Benar dugaan Maya, tidak lama kami saling mengobrol, mantan Ibu mertua datang bersama istri Mas Bagas. Suasana kembali gaduh, untung saja pelanggan sedang sepi jadi tidak terlihat memalukan karena ulah mereka.

“Heh, wanita tidak tahu diri! Bebaskan anakku!” Tunjuk Nani padaku. 

“Bebaskan Lala, Rista. Kamu tidak berhak memenjarakannya!” Dara ikut-ikutan menjadi kompor.

Aku menatap dua wanita beda generasi di depanku. Aku melipat tanganku di dada kemudian menatap mereka satu persatu.
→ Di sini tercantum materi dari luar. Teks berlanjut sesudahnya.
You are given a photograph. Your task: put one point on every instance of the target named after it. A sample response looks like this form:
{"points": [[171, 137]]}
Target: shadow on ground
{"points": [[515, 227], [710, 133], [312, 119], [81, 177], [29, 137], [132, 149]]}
“Ngapain kamu menatap kami seperti itu?” Dara tidak terima dengan tatapanku. Ini membuatku semakin ingin mengerjainya, andai boleh diizinkan.

“Jadi, jika kalian berdua tidak terima Lala masuk penjara atas kasus perampokan, itu artinya kalian berdua adalah dalangnya!” Seketika mulut mereka terdiam usai mendengar pernyataanku.

“Jangan asal menuduh! Itu fitnah!” jari telunjuk Dara diarahkan padaku. Aku terkekeh melihat dua wanita ini. 

“Langsung ke kantor polisi saja. Polisi sudah mengantongi bukti berupa video saat Lala dan teman lelakinya sedang beraksi!” 

“Apa? Bukti?” Nani terdengar tidak percaya saat aku mengatakan bukti sudah didapatkan polisi.

Wajah mereka berdua berubah pucat kemudian pergi begitu saja. Bisa dipastikan jika Lala menghubungi mereka berdua. Kemudian mereka datang ke restoran untuk memarahiku.

“Begitu saja kemampuannya?” Maya terkekeh di sampingku usai melihat sikap kedua wanita itu.

“Begitulah, May. Lebih baik kita jalan-jalan saja bagaimana? Sudah lama sekali kita tidak cuci mata bareng!” Aku dan Maya mengunjungi salah satu pusat perbelanjaan di kota ini. Aku sudah meminta polisi mengurus semua kasus Lala sehingga aku bisa cukup tenang. Meski aku bisa menduga akan ada lagi gangguan dari keluarga benalu. Aku sudah tidak takut lagi pada mereka termasuk Mas Bagas.

“Maya, Rista!” Seseorang melambaikan tangan ke arah kami. Sosok lelaki yang aku kenali saat masih sekolah. 

Lelaki memakai kemeja lengkap dengan jas berwarna hitam berlari kecil menghampiri kami berdua.

“Angga!” Maya berhasil menebak sosok yang ada di depan kami berdua.

“Kamu Angga yang dulu sering dibully teman-teman bukan?” Angga mengangguk cepat disertai senyum manisnya. Senyum yang sama saat dia masih sekolah.

“Apa kabar kalian berdua?”

“Alhamdulillah, kami berdua sangat baik sekali!” Jawabku diselingi tawa.

Kami akhirnya memilih di salah satu cafe sekedar mengobrol bersama teman lama. Aku merasa diawasi oleh seseorang di sekitarku. Entah siapa dan aku sementara tidak mau berurusan dengannya.